Colombia llega a Semana Santa con una nueva alerta por fiebre amarilla. El acumulado más reciente reporta 182 casos confirmados y 81 muertes, mientras el Ministerio de Salud advierte que varios contagios de 2026 se han presentado en personas no vacunadas que viajaron a zonas con circulación activa del virus.
Más que un aumento en el conteo, lo que hoy preocupa a las autoridades es el patrón de movilidad. En su último llamado público antes de la temporada de viajes, el Ministerio señaló que buena parte de los casos registrados este año corresponde a personas sin vacuna que se desplazaron desde Bogotá, Cundinamarca, Boyacá y Norte de Santander hacia territorios donde el virus sigue activo. Ese dato cambia el foco de la alerta: el riesgo ya no se lee solo como un problema localizado en zonas rurales, sino también como un asunto de circulación de viajeros en plena temporada alta.
En ese escenario, Tolima sigue siendo el principal punto de atención. El Ministerio pidió que quienes viajen a zonas de riesgo dentro del país lleguen con la vacuna contra la fiebre amarilla aplicada al menos 10 días antes del desplazamiento. Además, ordenó dosis de refuerzo para quienes hayan recibido su última vacuna hace más de 10 años y vivan o transiten por municipios tolimenses con casos confirmados, entre ellos Cunday, Villarrica, Icononzo, Purificación, Prado, Dolores, Chaparral, Ataco, Planadas, Rioblanco, Ortega, Carmen de Apicalá, Suárez y San Antonio.

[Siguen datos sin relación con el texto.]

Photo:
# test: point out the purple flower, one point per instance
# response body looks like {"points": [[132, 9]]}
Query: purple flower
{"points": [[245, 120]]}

La respuesta oficial también muestra que el brote no se está tratando como un episodio aislado. La emergencia sanitaria nacional, declarada en abril de 2025, sigue atada a una condición concreta: solo podrá levantarse cuando transcurran por lo menos ocho semanas epidemiológicas sin casos humanos ni epizootias, es decir, sin circulación detectada también en animales. Esa misma resolución reconoció un problema estructural: de los 1.122 municipios del país, 751 tenían coberturas acumuladas inferiores al 95 % en el grupo de 1 a 59 años al cierre de 2024.
A la par, el Gobierno sostiene que hay disponibilidad de biológicos y que la vacunación continúa en todo el territorio. En una circular expedida en enero, el Ministerio informó que entre el 1 de septiembre de 2024 y el 19 de enero de 2026 se habían aplicado vacunas a 4.972.053 personas, principalmente en 152 municipios clasificados como de muy alto riesgo. El esquema vigente indica la vacuna desde los 9 meses en todo el país, y contempla su aplicación en mayores de 60 años en zonas de alto y muy alto riesgo, con valoración previa y seguimiento clínico.
El frente territorial sigue concentrado en el centro y sur del país. El Instituto Nacional de Salud informó en enero que priorizó la segunda dosis en diez municipios del Tolima, mientras sus boletines epidemiológicos registraron 81 epizootias en primates no humanos durante 2025 y 2026, una señal de que la circulación del virus no se ha cerrado. A eso se suma una alerta de la OPS emitida el 13 de marzo de 2026, que advirtió sobre casos en áreas de las Américas sin historial reciente de transmisión, incluso fuera de la Amazonía.
Lo que sigue, al menos en el corto plazo, es una combinación de vacunación, vigilancia y control del vector en plena temporada de desplazamientos. Para las autoridades, el punto inmediato no es solo contener el brote en los departamentos con casos, sino evitar que los viajes de Semana Santa amplíen la cadena de transmisión hacia nuevas zonas del país.